The 2030 World Cup is to be played on three continents after Morocco, Portugal and Spain won the race to host the 48-team tournament but Uruguay, Argentina and Paraguay were handed the opening three matches

The decision, which caught even seasoned Fifa watchers by surprise, means that World Cup 2030 will involve teams playing in six countries, each of which will qualify automatically. The World Cup has never been played on more than one continent before and proposals for a tournament to be played over thousands of miles was met with shock by climate groups.

The decision, and the timing, appeared to pave the way for Saudi Arabia to host the World Cup in 2034 and within hours the kingdom unveiled its bid for that tournament. The Saudis had once been expected to lead a bid alongside Greece and Egypt for 2030, only to stand aside earlier this year. Now, with Fifa inviting bids from Asia and Oceania to host in 2034, the Saudi Football Federation said it intends to bid alone.

Fifa settled on the ambitious 2030 proposal at a virtual meeting of its council on Wednesday. It will need to be confirmed in a vote taken by all 211 Fifa members in the final months of next year. “In a divided world, Fifa and football are uniting,” said Fifa’s president, Gianni Infantino, describing the Morocco, Portugal and Spain bid as “a great message of peace, tolerance and inclusion”.

Fifa is committed to rotating World Cups between confederations and although the Uefa/Caf bid was the favourite for 2030, Conmebol – the South American confederation – has not hosted a World Cup since 2014 and was looking to commemorate the centenary of the first World Cup, held in Uruguay in 1930. Infantino said the first match of the 2030 tournament would be held at the Estádio Centenário in Montevideo, the same venue as the first World Cup.

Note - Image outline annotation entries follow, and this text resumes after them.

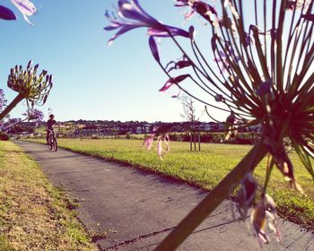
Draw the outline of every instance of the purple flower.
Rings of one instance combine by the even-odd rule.
[[[0,5],[0,19],[4,20],[16,20],[16,16],[10,9]]]
[[[159,90],[159,91],[165,91],[170,89],[173,84],[178,84],[180,82],[184,81],[186,78],[189,77],[189,74],[183,74],[177,76],[175,78],[169,79],[166,83]]]
[[[0,89],[0,112],[2,112],[5,104],[6,104],[6,100],[4,98],[4,90]]]
[[[157,62],[160,62],[161,59],[159,56],[158,45],[156,43],[155,39],[153,37],[150,37],[148,42],[153,57],[156,59]]]
[[[175,6],[178,6],[178,7],[189,6],[192,8],[191,12],[186,14],[187,20],[190,19],[195,13],[197,13],[201,16],[203,16],[206,21],[208,21],[210,23],[213,24],[215,19],[214,15],[217,17],[216,10],[213,6],[211,6],[210,4],[203,1],[177,0],[177,4],[175,4]]]
[[[171,72],[172,70],[177,70],[177,69],[182,69],[185,67],[188,67],[193,65],[193,63],[191,62],[191,60],[189,60],[186,56],[183,56],[181,60],[179,60],[177,62],[174,61],[170,61],[167,66],[166,69],[168,68],[168,66],[170,66],[170,65],[173,64],[173,66],[171,66],[169,70],[168,73]]]
[[[119,0],[118,17],[105,13],[107,19],[111,22],[105,27],[106,30],[119,29],[109,39],[109,43],[118,36],[135,28],[147,27],[148,34],[153,37],[183,36],[188,38],[188,32],[171,26],[164,25],[149,15],[139,4],[137,0]]]
[[[28,120],[35,120],[38,122],[42,121],[42,119],[44,118],[43,112],[37,108],[29,109],[23,115],[27,116]]]
[[[34,4],[29,0],[11,0],[11,2],[22,13],[24,20],[31,26],[33,26],[34,24],[31,22],[31,21],[28,19],[28,16],[32,16],[37,13],[37,9]]]
[[[216,94],[216,95],[214,96],[214,100],[215,100],[216,102],[221,102],[221,101],[222,101],[222,100],[223,100],[222,95],[222,94]]]
[[[222,50],[218,54],[219,56],[215,57],[214,61],[222,65],[222,71],[230,68],[230,62],[239,62],[240,60],[240,57],[235,56],[232,50],[227,51],[227,55]]]

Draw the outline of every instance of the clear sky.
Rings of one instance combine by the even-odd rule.
[[[35,26],[19,16],[17,22],[0,21],[0,88],[11,100],[16,93],[6,88],[10,68],[26,66],[32,59],[40,68],[54,74],[55,86],[42,107],[47,118],[51,108],[57,120],[109,119],[179,121],[181,104],[158,90],[167,81],[148,47],[144,29],[132,30],[118,38],[111,47],[108,39],[114,34],[103,28],[109,25],[106,9],[113,10],[115,0],[32,1],[39,10],[31,17]],[[140,0],[158,20],[188,30],[184,13],[172,7],[170,0]],[[207,29],[207,28],[206,28]],[[165,43],[164,43],[165,42]],[[180,53],[162,40],[161,56],[179,58]],[[209,38],[206,45],[210,47]],[[21,104],[12,113],[21,117]],[[216,114],[220,119],[226,115]],[[209,121],[207,117],[202,120]]]

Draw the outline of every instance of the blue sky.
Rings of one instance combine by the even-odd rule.
[[[0,21],[0,88],[9,100],[15,95],[6,88],[10,68],[32,59],[54,74],[55,86],[41,108],[46,116],[51,108],[58,120],[181,120],[179,102],[158,91],[167,78],[153,59],[145,30],[129,32],[108,47],[113,33],[103,30],[109,24],[104,13],[116,1],[33,3],[39,13],[30,18],[35,23],[31,27],[10,1],[1,1],[19,16],[17,22]],[[175,13],[183,22],[178,9],[165,7],[171,1],[141,3],[161,20],[172,22]],[[12,116],[23,110],[21,104]]]
[[[32,59],[54,74],[55,86],[41,108],[46,118],[51,108],[61,121],[182,120],[179,101],[158,91],[167,77],[151,55],[144,29],[132,30],[108,47],[113,32],[103,30],[109,25],[104,13],[106,9],[113,10],[117,2],[34,0],[39,13],[30,18],[35,24],[31,27],[9,0],[1,1],[19,16],[17,22],[0,21],[0,88],[4,89],[8,100],[16,95],[6,88],[10,68],[15,65],[25,66]],[[183,24],[184,13],[172,6],[173,1],[140,3],[164,23],[188,29],[189,23]],[[204,41],[209,48],[209,39]],[[181,56],[167,40],[162,40],[161,48],[163,59]],[[20,104],[12,116],[21,117],[25,108],[25,104]],[[227,115],[217,112],[215,116],[224,119]],[[202,120],[209,118],[203,117]]]

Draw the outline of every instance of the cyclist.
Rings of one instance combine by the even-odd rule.
[[[48,139],[49,139],[49,135],[51,133],[54,133],[54,126],[57,125],[57,126],[59,126],[59,130],[60,130],[60,125],[55,120],[55,116],[53,114],[49,115],[49,119],[47,121],[46,124],[46,130],[47,130],[47,144],[48,144]]]

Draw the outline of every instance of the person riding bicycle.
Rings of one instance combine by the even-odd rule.
[[[59,130],[60,130],[60,125],[55,120],[55,116],[53,114],[49,115],[49,119],[47,121],[46,124],[46,130],[47,130],[47,144],[48,143],[48,139],[49,139],[49,135],[50,134],[54,133],[54,126],[57,125],[57,126],[59,126]]]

It is anticipated that Saudi Arabia will not be the only bidders for 2034 with Australia an interested party, perhaps alongside Indonesia, the world’s fourth most populous country. There may also be a proposal from China, which once set its sights on hosting the World Cup by 2030. But the Saudis, who are spending billions on football through the Public Investment Fund, appear to be in pole position.

Yasser al-Misehal, the president of the Saudi Football Federation, said: “We believe the time is right for Saudi Arabia to host the Fifa World Cup. Our bid is driven by a love for the game and a desire to see it grow in every corner of the world.”

Mohammed bin Salman, the Saudi crown prince and prime minister, described the bid as “a reflection of the country’s progress in all sectors … the kingdom has quickly emerged as a leading hub and an international destination for hosting major events thanks to its rich cultural heritage, economic strength and the ambition of its people.”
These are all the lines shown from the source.